Frente às mudanças climáticas, ela salienta a importância de um movimento não somente individualizado, mas em níveis globais. “O clima é um elemento de risco para o agro; por isso, é preciso uma gestão climática na fazenda, com a restauração ambiental incluída. Mas precisamos avançar juntos na regularização, com engajamento do setor econômico mundial e do produtor rural”, adverte.

Recuperação

Desde o Acordo de Paris em 2015, reafirmado em 2017, o Brasil estabeleceu a meta de recuperar 12 milhões de hectares de vegetação nativa até 2030, com base no passivo do Código Florestal. No entanto, segundo Fabíola, não há um sistema público oficial que indique exatamente o progresso dessa meta, somente plataformas privadas de monitoramento, como o Observatório da Restauração e Reflorestamento.

A diretora chamou a atenção para a política nacional de restauração que está sendo revista por meio do Plano Nacional de Vegetação Nativa (Planaveg), que propõe uma série de ações para garantir que as sementes nativas tenham um marco regulatório robusto. “Isso não só facilita o acesso dos produtores a essas sementes, como também impulsiona a regularização ambiental das propriedades e a implementação do Código Florestal”, avalia.

Fabíola Zerbini participou da abertura do Congresso Brasileiro de Sementes, em Foz do Iguaçu (PR) — Foto: Valdecir Gomes da Silva

O Planaveg prevê a criação de uma plataforma pública que integre vários sistemas, como o Sistema Nacional de Cadastro Ambiental Rural (Sicar), o Cadastro Ambiental Rural (CAR), além dos planos de regularização ambiental e a leitura da vegetação secundária via o projeto TerraClass. “Essa integração é fundamental para garantir uma visão clara do que está sendo recuperado anualmente, seja por reforçamento, regeneração natural ou restauração ecológica”, diz a diretora de Floresta.

De acordo com ela, essa plataforma deve entrar em funcionamento em 2025, com áreas para informações públicas e privadas, a fim de garantir maior credibilidade e transparência.

Fabíola lembra ainda que, dos 12 milhões de hectares de vegetação nativa no Brasil, 9 milhões de hectares estão em propriedades rurais, conforme dados da diretoria de Florestas do MMA. “Sem o produtor rural, sem o agro, a gente não vai avançar nessas agendas que buscam equilíbrio climático. A agenda de recuperação passa necessariamente por engajamento”, alerta.
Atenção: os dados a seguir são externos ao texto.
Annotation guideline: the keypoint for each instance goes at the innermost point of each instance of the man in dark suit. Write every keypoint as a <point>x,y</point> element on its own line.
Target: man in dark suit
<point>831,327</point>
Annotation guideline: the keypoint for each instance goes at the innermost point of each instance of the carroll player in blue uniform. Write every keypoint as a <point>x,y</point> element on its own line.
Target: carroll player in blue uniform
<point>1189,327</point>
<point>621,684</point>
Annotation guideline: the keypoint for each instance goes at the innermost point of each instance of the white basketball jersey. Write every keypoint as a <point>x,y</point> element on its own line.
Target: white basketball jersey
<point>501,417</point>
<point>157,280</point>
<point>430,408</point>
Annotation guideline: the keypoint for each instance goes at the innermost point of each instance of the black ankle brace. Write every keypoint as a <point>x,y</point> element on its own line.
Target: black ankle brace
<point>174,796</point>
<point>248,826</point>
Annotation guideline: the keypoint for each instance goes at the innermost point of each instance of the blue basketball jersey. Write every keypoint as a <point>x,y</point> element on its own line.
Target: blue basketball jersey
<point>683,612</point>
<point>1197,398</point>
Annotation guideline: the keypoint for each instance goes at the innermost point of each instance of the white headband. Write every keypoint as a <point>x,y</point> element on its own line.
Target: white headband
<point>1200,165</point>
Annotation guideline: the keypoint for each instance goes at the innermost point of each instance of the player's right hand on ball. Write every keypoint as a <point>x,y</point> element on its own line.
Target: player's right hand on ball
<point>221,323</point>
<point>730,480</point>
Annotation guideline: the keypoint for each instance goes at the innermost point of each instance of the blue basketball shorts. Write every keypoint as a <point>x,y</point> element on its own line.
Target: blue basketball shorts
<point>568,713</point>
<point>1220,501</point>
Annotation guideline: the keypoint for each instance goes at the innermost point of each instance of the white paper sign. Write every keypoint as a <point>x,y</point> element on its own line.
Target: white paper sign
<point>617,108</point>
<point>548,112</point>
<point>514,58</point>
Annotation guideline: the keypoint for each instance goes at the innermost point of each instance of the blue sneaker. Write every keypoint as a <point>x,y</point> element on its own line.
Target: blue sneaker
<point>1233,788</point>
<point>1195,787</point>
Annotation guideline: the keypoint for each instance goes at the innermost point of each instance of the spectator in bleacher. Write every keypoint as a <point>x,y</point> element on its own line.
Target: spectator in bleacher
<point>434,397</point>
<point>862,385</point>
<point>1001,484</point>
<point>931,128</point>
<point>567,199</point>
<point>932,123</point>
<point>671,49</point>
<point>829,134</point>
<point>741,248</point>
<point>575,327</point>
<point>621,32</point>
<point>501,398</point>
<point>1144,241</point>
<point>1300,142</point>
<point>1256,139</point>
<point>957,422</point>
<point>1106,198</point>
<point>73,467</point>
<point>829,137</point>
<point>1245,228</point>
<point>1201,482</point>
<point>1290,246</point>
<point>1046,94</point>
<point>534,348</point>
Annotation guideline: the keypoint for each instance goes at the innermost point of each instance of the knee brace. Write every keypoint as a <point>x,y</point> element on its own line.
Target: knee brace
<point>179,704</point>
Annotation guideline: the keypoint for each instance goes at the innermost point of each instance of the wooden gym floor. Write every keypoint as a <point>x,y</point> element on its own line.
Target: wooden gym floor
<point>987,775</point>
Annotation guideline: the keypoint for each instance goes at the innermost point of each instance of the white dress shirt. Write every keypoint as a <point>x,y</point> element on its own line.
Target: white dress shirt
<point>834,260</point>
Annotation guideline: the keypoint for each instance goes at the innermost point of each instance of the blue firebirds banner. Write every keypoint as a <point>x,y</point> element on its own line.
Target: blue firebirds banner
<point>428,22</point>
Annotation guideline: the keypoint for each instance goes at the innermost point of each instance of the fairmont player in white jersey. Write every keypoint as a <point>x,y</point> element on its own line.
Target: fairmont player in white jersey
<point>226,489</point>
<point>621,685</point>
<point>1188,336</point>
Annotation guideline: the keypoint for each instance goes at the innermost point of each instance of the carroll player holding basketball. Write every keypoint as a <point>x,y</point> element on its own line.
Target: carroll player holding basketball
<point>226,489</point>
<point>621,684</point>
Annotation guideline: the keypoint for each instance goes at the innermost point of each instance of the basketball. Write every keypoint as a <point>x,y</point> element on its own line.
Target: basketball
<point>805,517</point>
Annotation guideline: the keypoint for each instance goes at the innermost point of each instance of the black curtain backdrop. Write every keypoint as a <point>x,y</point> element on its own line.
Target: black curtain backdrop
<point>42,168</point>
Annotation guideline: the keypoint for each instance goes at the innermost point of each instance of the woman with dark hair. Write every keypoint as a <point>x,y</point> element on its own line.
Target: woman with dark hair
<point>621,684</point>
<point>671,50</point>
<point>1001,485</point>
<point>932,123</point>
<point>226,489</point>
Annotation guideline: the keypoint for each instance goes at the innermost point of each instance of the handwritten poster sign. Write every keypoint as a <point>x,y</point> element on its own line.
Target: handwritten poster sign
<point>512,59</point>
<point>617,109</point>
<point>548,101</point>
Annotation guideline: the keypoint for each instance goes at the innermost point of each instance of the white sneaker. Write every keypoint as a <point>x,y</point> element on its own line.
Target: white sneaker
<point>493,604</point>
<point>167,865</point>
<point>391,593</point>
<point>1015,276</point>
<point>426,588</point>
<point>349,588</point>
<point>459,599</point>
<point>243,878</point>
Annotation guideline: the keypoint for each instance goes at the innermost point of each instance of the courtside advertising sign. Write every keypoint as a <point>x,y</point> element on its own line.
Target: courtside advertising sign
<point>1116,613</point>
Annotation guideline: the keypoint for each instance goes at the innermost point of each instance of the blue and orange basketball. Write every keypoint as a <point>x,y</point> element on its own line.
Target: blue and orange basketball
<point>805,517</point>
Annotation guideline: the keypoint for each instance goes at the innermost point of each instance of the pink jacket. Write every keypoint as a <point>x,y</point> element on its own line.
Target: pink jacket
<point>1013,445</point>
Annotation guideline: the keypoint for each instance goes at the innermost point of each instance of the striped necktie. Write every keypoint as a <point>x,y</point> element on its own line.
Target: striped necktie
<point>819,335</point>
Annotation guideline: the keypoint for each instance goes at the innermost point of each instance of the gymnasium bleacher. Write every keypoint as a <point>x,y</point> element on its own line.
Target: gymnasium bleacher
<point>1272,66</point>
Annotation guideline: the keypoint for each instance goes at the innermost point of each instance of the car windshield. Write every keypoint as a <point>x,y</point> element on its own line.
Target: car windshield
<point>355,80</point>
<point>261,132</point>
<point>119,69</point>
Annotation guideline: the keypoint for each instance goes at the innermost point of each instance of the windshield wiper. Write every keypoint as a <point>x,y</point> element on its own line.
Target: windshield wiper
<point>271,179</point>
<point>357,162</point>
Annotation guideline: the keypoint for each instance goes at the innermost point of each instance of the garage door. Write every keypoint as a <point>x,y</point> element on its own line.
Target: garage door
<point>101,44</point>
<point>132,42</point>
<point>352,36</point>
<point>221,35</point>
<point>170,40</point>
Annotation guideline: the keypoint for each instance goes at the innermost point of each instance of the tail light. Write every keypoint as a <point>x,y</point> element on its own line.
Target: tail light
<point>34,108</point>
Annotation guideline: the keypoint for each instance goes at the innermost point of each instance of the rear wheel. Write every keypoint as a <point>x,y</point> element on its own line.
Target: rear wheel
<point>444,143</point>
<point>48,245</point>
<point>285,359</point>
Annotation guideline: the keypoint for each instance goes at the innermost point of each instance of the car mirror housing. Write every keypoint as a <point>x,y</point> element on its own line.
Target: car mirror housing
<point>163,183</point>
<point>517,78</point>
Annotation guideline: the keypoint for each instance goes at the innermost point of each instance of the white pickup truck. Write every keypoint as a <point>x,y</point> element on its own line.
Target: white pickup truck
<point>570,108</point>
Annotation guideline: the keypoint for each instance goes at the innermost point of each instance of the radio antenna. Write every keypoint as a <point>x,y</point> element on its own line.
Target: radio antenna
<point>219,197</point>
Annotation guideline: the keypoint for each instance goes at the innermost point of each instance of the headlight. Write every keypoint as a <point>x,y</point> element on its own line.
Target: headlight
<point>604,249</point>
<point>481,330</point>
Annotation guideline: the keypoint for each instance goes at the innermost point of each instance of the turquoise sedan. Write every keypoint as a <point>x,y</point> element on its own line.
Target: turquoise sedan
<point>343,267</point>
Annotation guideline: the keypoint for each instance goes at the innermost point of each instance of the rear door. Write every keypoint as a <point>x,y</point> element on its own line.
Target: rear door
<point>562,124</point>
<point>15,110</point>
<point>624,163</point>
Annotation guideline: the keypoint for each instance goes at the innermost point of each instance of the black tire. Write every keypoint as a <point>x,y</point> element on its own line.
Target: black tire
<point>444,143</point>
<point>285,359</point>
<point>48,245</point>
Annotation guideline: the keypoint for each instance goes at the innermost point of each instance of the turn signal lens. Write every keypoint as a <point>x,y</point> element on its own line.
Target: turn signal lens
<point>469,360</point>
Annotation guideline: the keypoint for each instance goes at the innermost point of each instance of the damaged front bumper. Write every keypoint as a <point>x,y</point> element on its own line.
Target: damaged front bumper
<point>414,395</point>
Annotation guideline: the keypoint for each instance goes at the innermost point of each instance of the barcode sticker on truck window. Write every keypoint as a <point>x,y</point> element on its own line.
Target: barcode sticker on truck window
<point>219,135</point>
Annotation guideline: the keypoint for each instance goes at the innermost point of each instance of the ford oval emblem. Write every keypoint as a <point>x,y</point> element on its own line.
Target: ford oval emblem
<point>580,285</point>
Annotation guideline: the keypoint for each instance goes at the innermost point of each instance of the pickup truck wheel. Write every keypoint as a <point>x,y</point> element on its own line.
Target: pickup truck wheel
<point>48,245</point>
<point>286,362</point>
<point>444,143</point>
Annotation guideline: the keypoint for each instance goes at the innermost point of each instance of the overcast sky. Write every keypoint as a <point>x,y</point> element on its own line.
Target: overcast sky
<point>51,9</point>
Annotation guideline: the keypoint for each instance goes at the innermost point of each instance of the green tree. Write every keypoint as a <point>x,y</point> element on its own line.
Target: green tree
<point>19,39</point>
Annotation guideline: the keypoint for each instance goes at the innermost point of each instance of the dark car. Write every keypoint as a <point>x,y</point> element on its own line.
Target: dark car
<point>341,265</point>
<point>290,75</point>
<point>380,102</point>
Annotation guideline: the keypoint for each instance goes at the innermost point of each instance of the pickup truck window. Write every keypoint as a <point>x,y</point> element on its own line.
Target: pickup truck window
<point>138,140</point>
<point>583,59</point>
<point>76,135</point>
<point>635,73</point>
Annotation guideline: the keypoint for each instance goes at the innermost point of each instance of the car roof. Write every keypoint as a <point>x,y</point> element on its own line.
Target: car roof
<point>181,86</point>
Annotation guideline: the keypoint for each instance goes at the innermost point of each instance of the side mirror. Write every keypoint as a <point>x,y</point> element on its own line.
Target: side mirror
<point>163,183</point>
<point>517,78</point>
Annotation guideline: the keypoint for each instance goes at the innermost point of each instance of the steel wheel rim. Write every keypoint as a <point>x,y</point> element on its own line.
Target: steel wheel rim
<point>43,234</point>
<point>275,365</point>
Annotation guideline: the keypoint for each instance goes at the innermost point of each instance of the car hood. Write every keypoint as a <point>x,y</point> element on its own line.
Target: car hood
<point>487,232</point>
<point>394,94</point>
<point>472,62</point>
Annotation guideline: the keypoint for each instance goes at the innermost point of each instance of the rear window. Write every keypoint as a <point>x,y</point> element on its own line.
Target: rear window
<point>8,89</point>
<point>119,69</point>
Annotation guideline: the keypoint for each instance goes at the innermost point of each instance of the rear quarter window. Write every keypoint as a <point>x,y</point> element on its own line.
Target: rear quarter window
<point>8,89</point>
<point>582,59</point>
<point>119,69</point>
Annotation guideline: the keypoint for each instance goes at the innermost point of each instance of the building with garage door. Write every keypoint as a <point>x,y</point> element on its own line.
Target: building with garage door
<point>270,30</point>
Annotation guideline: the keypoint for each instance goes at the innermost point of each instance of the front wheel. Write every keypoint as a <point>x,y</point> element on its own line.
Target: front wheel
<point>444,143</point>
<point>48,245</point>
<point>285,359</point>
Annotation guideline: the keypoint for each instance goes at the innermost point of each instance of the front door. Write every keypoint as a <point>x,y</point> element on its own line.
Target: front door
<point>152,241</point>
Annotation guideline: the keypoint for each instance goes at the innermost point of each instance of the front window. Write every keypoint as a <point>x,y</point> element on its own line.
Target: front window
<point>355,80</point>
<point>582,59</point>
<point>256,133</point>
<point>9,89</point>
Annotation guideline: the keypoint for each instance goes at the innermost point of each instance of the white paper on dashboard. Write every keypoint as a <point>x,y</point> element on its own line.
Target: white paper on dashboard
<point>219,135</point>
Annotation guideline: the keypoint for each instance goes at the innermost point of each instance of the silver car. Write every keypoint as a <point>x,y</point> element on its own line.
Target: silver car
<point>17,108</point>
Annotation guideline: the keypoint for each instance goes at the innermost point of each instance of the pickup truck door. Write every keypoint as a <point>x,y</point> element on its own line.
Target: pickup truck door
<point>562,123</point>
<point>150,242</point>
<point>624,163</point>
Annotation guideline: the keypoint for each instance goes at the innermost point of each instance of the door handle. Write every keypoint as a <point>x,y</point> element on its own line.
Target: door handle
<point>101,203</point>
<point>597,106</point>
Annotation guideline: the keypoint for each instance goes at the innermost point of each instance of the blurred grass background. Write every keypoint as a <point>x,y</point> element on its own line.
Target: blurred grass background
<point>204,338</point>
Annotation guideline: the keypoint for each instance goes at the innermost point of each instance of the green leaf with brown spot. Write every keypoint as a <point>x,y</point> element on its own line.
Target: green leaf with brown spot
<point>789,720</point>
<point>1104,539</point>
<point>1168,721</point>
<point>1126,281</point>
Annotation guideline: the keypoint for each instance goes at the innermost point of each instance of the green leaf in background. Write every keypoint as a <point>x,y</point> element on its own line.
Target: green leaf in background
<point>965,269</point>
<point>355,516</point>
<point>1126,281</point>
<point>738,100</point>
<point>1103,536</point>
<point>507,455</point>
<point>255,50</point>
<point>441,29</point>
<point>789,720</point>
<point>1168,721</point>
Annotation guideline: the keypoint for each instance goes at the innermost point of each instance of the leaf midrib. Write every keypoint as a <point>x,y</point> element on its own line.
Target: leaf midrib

Ela acrescentou a necessidade de políticas de incentivos perenes nas esferas públicas, a fim de estimular a regularização.

Simpósio

Durante a programação do CBSementes foi realizado, também nesta terça-feira, o Simpósio Brasileiro de Tecnologias de Sementes Florestais. A cadeia de sementes e mudas no Brasil é um dos maiores mercados mundiais do segmento. O país possui 500 milhões de hectares de florestas nativas e 8 milhões de hectares de exóticas plantadas.

Bárbara Dantas, coordenadora do Comitê Técnico de Sementes Florestais e organizadora do simpósio, destacou o ganho de visibilidade para o tema, ao ser debatido em um congresso em que as commodities, como soja e grãos, estão no debate central.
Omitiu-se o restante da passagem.